1. Zu Recht hält das Beschwerdegericht den Antragsteller für aktivlegitimiert. Daß der Antragsteller Mitglied der früheren LPG „. M. „war, steht allerdings nicht schon aufgrund der Nebeninterventionswirkung der in Landwirtschaftssachen grundsätzlich zulässigen (Senatsbeschl. v. 22. Februar 1994, BLw 74/93, AgrarR 1994, 199) Streitverkündung im Vorverfahren fest. Denn die entsprechende Feststellung im Senatsbeschluß vom 22. Februar 1994 gehört nicht zu den die Entscheidung tragenden Gründen. Maßgebend war vielmehr nur, daß der Antragsteller nicht Gründungsmitglied der LPG (P) „W. P.” sein konnte, weil er seine landwirtschaftliche Tätigkeit inzwischen aufgegeben hatte. Daß der Antragsteller den ehemals väterlichen Betrieb als Mitglied in die LPG „. M.” einbrachte, hat das Beschwerdegericht jedoch verfahrensfehlerfrei aus dem Übergabeprotokoll vom 1. Januar 1976 hergeleitet. Abgesehen davon, daß ein landwirtschaftlicher Betrieb nur von einem Mitglied eingebracht werden konnte, ist der Antragsteller in dem Protokoll auch ausdrücklich als „übergebendes Genossenschaftsmitglied” aufgeführt. Dies begründet nach der Rechtsprechung des Senats (Beschl. v. 24. November 1993, BLw 63/93, AgrarR 1994, 162) zumindest eine tatsächliche Vermutung im Sinne des Indizienbeweises, daß der Antragsteller den Betrieb als Mitglied eingebracht hat. Dieser Beweis wird nicht dadurch erschüttert, daß das Protokoll offensichtlich rückdatiert wurde, weil es auf spätere Vorgänge am 26. Januar 1976 und am 20. Mai 1976 Bezug nimmt.
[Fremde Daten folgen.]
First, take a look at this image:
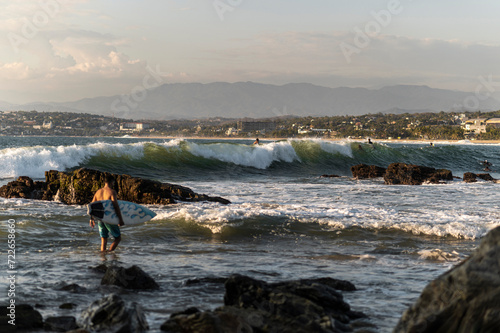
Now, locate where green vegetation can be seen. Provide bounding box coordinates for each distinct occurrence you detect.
[0,111,500,140]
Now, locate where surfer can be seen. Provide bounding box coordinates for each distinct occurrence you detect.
[89,175,125,252]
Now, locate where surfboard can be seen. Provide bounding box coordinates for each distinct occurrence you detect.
[87,200,156,225]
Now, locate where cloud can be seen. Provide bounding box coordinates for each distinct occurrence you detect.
[202,31,500,91]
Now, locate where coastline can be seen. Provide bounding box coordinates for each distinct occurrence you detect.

2. Das Beschwerdegericht hat weiterhin festgestellt, daß der Antragsteller den Inventarbeitrag von 14.808 Mark/DDR und den Investbeitrag in Höhe von 31.467 Mark/DDR geleistet hat. Diese Feststellung läßt ebenfalls keinen Verfahrensfehler erkennen. Aus welchen Mitteln der Antragsteller die Beiträge aufgebracht hat, ist im Verhältnis zur Antragsgegnerin unerheblich, weil die Leistung in das Vermögen der LPG gelangt ist. Der Abfindungsanspruch ist, entgegen der von der Rechtsbeschwerde vertretenen Auffassung, auch nicht auf seine Mutter, Frau G. H. übergegangen. Daß sie Gründungsmitglied der LPG (P) „W. P.” war und von dieser als Landeinbringerin angesehen wurde, steht der Aktivlegitimation des Antragstellers nicht entgegen, weil sie selbst keinen Inventar- und Fondsausgleichsbetrag geleistet hat. Denn abfindungsberechtigt ist nur das Mitglied, das die Beiträge tatsächlich geleistet hat. Insofern unterscheidet sich das Einrücken in die Rechtsstellung eines ausscheidenden – noch lebenden – Erbenmitglieds von dem Einrücken in die Rechtsstellung des Erblassers, bei dem die Abfindung dem einrückenden Erben zusteht (BGHZ 127, 32-7, 333). Ob und inwieweit das abfindungsberechtigte landeinbringende Mitglied sich allerdings etwaige Rückzahlungen auf den Inventarbeitrag an seinen „Rechtsnachfolger” in der LPG anrechnen lassen muß, kann hier offenbleiben, weil der Antragsteller sie in Abzug gebracht hat.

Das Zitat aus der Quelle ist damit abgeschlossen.